This is the year I’ve declared I’ll send no more Christmas cards by mail. It’s too much, too hard. Too many people to send messages to. I love them all, miss them all, but they don’t all have to hear from me at the moment. I’m in no physical shape this year, and I refuse to pay to have cards automatically addressed and sent. What’s the point of that?
Certainly, I’m all for the message of hope in the darkest part of the year, the promise of light and warmth. But William Stafford’s little poem is so very personal, I’ll take it as my own. From me to you. It’s about the simple joy of being human, of lying on the couch and humming in your head. It’s about the stolen moments when no one is judging you for harboring that basic happiness even when the world is full of trouble.
Eventually you’ll get up and act busy. Not “be” busy, but “act” busy. In your head you may still be drifting contentedly, who knows?
You can save little moments like this, Stafford says. This is the richest stanza. You pick up the small pieces of joy, “light and easy to hide.” This is the child-you, the you that appreciates the world just as it is, that carries a basic happiness tucked away from the serious world of adults who shake their heads and frown.
William Stafford got used to rising early every morning to write during the 1940s when he lived with other conscientious objectors in work camps in Arkansas and California. That’s the only time he had free. He says he wrote down whatever occurred to him, following his impulses. “It is like fishing,” he said. He needed to be receptive and “willing to fail. If I am to keep writing, I cannot bother to insist on high standards … I am following a process that leads so wildly and originally into new territory that no judgment can at the moment be made about values, significance, and so on…. I am headlong to discover.”

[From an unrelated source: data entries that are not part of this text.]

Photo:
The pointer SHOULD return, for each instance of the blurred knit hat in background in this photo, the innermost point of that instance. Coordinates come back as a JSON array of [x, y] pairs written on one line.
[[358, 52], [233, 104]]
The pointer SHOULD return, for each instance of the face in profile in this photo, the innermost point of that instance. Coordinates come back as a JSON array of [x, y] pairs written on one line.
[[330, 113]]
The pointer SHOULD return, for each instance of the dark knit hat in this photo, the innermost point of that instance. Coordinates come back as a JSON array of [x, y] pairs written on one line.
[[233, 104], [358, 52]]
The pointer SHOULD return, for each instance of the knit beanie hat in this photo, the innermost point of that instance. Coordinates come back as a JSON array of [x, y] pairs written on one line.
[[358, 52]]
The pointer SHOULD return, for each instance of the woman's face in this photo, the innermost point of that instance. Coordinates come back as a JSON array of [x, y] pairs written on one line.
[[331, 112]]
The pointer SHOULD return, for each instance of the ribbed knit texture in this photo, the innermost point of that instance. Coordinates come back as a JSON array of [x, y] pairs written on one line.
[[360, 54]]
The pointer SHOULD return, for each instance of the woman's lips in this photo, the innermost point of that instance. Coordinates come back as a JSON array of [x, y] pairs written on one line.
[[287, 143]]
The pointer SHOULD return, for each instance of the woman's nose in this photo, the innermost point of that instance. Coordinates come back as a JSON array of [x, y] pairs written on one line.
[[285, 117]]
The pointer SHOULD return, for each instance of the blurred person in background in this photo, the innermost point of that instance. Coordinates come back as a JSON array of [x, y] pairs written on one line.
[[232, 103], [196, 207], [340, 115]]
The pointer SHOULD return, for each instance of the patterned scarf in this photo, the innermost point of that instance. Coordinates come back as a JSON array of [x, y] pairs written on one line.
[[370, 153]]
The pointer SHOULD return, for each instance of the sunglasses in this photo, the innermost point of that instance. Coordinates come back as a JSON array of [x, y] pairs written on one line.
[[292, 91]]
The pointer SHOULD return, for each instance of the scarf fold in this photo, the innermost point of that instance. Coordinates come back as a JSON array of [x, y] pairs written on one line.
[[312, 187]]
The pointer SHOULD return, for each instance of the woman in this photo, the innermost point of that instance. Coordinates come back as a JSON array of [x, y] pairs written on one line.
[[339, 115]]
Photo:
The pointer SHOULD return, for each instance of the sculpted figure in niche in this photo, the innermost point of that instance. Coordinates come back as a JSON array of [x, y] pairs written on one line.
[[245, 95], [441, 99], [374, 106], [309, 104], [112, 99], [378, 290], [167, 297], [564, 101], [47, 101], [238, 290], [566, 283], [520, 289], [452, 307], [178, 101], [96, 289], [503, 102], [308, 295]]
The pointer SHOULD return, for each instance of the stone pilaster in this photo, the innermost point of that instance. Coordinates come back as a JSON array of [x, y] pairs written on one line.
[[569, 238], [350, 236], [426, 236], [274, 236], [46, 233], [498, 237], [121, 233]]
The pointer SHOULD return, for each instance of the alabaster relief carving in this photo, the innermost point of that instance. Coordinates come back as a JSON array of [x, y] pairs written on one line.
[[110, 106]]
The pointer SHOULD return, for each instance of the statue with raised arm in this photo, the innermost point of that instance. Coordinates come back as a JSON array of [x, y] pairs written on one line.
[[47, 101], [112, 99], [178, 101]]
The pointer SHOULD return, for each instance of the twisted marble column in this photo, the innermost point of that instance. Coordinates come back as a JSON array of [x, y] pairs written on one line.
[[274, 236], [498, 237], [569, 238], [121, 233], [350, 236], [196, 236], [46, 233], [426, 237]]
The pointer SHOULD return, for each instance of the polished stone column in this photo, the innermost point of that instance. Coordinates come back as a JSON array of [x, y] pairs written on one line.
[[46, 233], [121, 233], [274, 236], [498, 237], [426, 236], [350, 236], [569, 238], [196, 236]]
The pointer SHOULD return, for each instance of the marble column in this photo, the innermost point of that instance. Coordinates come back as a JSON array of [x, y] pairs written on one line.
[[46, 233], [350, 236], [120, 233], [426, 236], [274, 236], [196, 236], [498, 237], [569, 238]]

Stafford’s collection, “Traveling Through the Dark,” won the National Book Award in 1963. He was the U.S. Poet Laureate from 1970-1971.
As someone commented, “Stafford generally has been appreciated as a plain talking but remarkably effective and influential American poet, one who has paradoxically fashioned a part of the mainstream of American poetry by keeping apart from its trends and politics.” I recommend Stafford’s poems if you want a voice of “radical quiet” as it’s been called, but “also of great clarity like a whisper without the hoarseness.” Like the quiet of the winter solstice. Like “Silent night, holy night.”